Like a blog, the EM-Journal at Eastern Michigan University was an interesting undertaking because it created a digital forum for student writing that had a real audience, not just an instructor-audience. Similar to many student publications, it required sustained interest by a group of students to continue. Once that interested group graduated, the journal folded, but I wonder if I could implement something like this in my own FYW classroom. I’m thinking about attempting to create an online journal that would include pieces representing each of my student’s research projects. This is just a preliminary thought, but reading about EM-Journal definitely got me thinking. I have an Honors student who wants to do an extensive project for Honor’s credit, and I think this may be a good project for her.

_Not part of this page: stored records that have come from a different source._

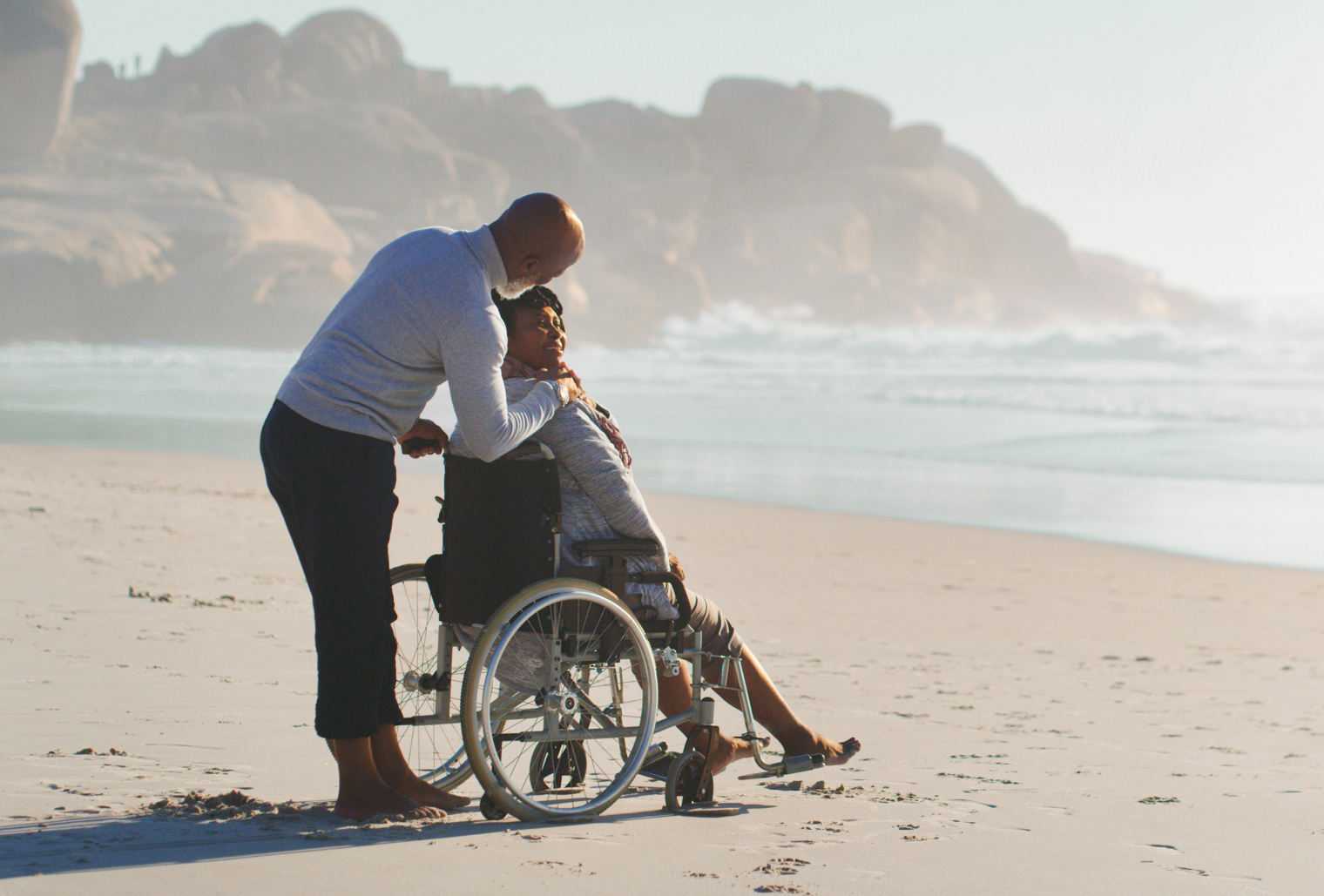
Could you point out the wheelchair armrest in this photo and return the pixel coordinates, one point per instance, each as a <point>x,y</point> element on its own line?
<point>618,549</point>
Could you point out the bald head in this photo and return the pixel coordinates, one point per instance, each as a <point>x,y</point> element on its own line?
<point>537,237</point>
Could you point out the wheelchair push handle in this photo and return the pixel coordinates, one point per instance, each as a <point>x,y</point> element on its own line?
<point>419,443</point>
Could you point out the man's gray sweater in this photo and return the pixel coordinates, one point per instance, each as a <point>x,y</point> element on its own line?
<point>419,315</point>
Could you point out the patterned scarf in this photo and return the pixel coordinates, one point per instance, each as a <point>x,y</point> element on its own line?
<point>513,368</point>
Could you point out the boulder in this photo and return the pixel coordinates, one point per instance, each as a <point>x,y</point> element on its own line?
<point>344,154</point>
<point>38,56</point>
<point>341,53</point>
<point>768,126</point>
<point>631,143</point>
<point>537,145</point>
<point>853,130</point>
<point>142,247</point>
<point>915,145</point>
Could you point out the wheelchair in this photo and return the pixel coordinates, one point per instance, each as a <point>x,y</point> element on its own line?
<point>557,697</point>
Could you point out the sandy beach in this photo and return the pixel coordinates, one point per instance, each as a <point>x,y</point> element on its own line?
<point>1039,715</point>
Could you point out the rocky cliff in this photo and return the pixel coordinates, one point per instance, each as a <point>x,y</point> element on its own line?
<point>233,193</point>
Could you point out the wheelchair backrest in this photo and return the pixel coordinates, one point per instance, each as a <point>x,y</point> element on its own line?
<point>502,523</point>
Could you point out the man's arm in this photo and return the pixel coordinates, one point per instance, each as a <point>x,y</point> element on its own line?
<point>471,351</point>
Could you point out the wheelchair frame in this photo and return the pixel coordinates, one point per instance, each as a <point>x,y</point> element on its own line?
<point>689,780</point>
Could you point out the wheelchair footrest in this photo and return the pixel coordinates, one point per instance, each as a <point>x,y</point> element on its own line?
<point>657,763</point>
<point>791,765</point>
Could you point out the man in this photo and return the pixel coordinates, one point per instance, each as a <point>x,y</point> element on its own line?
<point>419,315</point>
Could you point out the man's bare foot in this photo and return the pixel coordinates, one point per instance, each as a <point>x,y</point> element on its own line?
<point>368,801</point>
<point>425,794</point>
<point>833,752</point>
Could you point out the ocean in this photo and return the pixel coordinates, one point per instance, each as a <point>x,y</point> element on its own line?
<point>1202,437</point>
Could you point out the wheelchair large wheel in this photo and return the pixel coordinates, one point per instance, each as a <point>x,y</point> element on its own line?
<point>578,743</point>
<point>435,752</point>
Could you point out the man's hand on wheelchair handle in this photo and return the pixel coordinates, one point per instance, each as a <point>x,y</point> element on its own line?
<point>432,440</point>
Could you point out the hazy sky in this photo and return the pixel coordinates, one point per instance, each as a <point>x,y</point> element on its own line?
<point>1186,135</point>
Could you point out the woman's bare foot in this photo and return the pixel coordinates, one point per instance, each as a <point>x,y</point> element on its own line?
<point>363,802</point>
<point>833,752</point>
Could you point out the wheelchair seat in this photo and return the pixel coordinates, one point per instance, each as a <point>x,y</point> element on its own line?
<point>502,529</point>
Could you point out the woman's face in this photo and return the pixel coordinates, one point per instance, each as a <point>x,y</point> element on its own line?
<point>537,338</point>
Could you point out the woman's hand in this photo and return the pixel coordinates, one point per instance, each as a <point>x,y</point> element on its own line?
<point>435,438</point>
<point>571,380</point>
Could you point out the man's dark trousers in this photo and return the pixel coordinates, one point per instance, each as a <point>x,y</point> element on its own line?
<point>336,493</point>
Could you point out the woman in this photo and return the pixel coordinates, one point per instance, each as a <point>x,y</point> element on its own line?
<point>600,501</point>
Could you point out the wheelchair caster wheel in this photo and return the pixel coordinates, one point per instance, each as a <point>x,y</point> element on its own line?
<point>490,810</point>
<point>687,784</point>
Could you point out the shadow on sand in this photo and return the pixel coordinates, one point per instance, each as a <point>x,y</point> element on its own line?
<point>107,842</point>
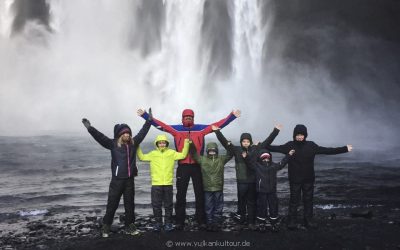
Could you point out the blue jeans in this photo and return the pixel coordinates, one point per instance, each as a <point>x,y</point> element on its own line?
<point>214,204</point>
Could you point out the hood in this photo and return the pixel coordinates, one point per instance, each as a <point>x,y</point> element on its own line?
<point>120,129</point>
<point>246,136</point>
<point>161,138</point>
<point>212,145</point>
<point>300,129</point>
<point>263,151</point>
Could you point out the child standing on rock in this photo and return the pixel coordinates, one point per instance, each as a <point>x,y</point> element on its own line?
<point>162,162</point>
<point>123,169</point>
<point>245,177</point>
<point>266,170</point>
<point>212,170</point>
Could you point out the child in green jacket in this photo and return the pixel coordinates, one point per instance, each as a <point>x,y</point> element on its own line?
<point>212,170</point>
<point>162,162</point>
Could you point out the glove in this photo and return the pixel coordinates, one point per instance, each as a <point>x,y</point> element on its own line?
<point>150,115</point>
<point>86,122</point>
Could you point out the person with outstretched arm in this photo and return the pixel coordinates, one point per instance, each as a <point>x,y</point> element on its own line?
<point>266,182</point>
<point>301,172</point>
<point>123,170</point>
<point>162,163</point>
<point>212,170</point>
<point>245,177</point>
<point>188,168</point>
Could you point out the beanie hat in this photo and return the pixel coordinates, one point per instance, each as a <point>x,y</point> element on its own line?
<point>212,146</point>
<point>187,112</point>
<point>300,129</point>
<point>265,156</point>
<point>246,136</point>
<point>120,129</point>
<point>262,154</point>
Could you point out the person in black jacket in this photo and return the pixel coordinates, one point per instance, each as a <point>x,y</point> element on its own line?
<point>301,172</point>
<point>245,177</point>
<point>266,171</point>
<point>123,169</point>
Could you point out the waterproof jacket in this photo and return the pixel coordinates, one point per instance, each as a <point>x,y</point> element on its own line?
<point>243,173</point>
<point>123,158</point>
<point>212,168</point>
<point>162,162</point>
<point>195,133</point>
<point>266,172</point>
<point>301,164</point>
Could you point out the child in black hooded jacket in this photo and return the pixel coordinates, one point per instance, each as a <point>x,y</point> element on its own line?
<point>266,170</point>
<point>123,168</point>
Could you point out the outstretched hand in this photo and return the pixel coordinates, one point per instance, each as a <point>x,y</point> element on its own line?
<point>349,148</point>
<point>86,122</point>
<point>140,112</point>
<point>278,126</point>
<point>150,115</point>
<point>236,113</point>
<point>215,128</point>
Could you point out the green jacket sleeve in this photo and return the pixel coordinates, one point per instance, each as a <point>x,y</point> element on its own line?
<point>185,150</point>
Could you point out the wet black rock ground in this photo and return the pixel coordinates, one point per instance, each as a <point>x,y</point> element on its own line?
<point>373,227</point>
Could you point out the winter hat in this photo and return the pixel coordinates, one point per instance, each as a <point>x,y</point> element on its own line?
<point>212,146</point>
<point>265,156</point>
<point>300,129</point>
<point>187,112</point>
<point>120,129</point>
<point>262,154</point>
<point>246,136</point>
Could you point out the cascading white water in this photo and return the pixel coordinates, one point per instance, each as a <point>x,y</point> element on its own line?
<point>104,59</point>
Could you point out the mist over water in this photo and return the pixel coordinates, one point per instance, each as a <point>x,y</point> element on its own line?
<point>331,66</point>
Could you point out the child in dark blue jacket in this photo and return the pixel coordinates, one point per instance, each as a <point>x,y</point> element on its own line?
<point>265,171</point>
<point>123,169</point>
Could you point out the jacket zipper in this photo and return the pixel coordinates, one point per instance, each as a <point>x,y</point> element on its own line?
<point>129,163</point>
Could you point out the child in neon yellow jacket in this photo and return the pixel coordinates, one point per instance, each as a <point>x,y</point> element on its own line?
<point>162,162</point>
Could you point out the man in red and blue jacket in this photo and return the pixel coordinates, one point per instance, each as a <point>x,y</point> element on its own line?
<point>188,168</point>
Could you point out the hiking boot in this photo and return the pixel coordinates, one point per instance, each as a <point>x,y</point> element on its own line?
<point>237,216</point>
<point>157,227</point>
<point>202,227</point>
<point>105,231</point>
<point>310,223</point>
<point>132,230</point>
<point>275,228</point>
<point>238,228</point>
<point>168,227</point>
<point>252,227</point>
<point>215,228</point>
<point>291,224</point>
<point>179,227</point>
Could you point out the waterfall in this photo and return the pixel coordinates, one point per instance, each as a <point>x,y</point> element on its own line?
<point>64,60</point>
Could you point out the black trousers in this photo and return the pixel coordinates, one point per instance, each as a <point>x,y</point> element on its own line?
<point>298,192</point>
<point>267,203</point>
<point>162,195</point>
<point>183,174</point>
<point>118,188</point>
<point>247,201</point>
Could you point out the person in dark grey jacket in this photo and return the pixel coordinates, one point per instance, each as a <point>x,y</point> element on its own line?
<point>266,170</point>
<point>246,189</point>
<point>123,169</point>
<point>301,172</point>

I began teaching this semester thinking that I would have my FYW students transform their research papers into some type of three dimensional project in the mode of Jody Shipka’s work. As I read more about digital rhetoric, I find myself more interested in leaning toward projects that require the students to use technologies that they are likely to use in their careers after college. The article “Revisualizing Composition: How First Year Writers use Composition Technologies,” by Moore, et al, reminded me of what I see daily in my class: students using their smart phones for the majority of their composing. The research found that students use cell phones for their most frequently composed genres. Besides the obvious genres of texts and social media, I see students take notes on their cell phones and even conduct database research for academic articles on their phones. All of this makes me think more and more about the writing I am asking students to do and the role that writing plays in the real world and even in their own lives. Wouldn’t it be more worthwhile to give them opportunities to explore and perfect the digital writing they do and will continue to do, rather than ask them to practice and perfect genres that only exist in the classroom?
The data generated by Moore, et al’s article is a good example of what McNely and Teston refer to in their chapter, “Tactical and Strategic: Qualitative Approaches to the Digital Humanities.” McNely and Teston mention a tension between data-driven research, like than in Moore, et al, and research based in theory. The humanities have traditionally conducted theoretical research, so it’s interesting to hear the authors discuss methods to collect materials. I think the humanities have suffered from a bit of science-envy, but DH seems to open up a space for the humanities to be more data-driven.
I found that I was able to make connections between all of the readings this week. They all seemed to discuss similar ideas; however there was one, lone article that is sitting outside the connections I’m able to make with the others. The article, “Hacking Spaces: Place as Interface,” by Walls, et al, focuses on how classrooms and computer labs should be set up. I guess, if we are going to encourage DH writing, we need to have classrooms that allow for the effective use of technology. It seems to me that computer labs are becoming obsolete. The majority of students have their own laptops. What we really need are data projectors and outlets that allow students to connect their own computers and collaborate with their classmates on projects that can be projected around the room. As I reflect on this, even this article connects to the others: if we are going to move our students to composing in DH more, than we need to have classroom spaces that allow for the use of digital technologies.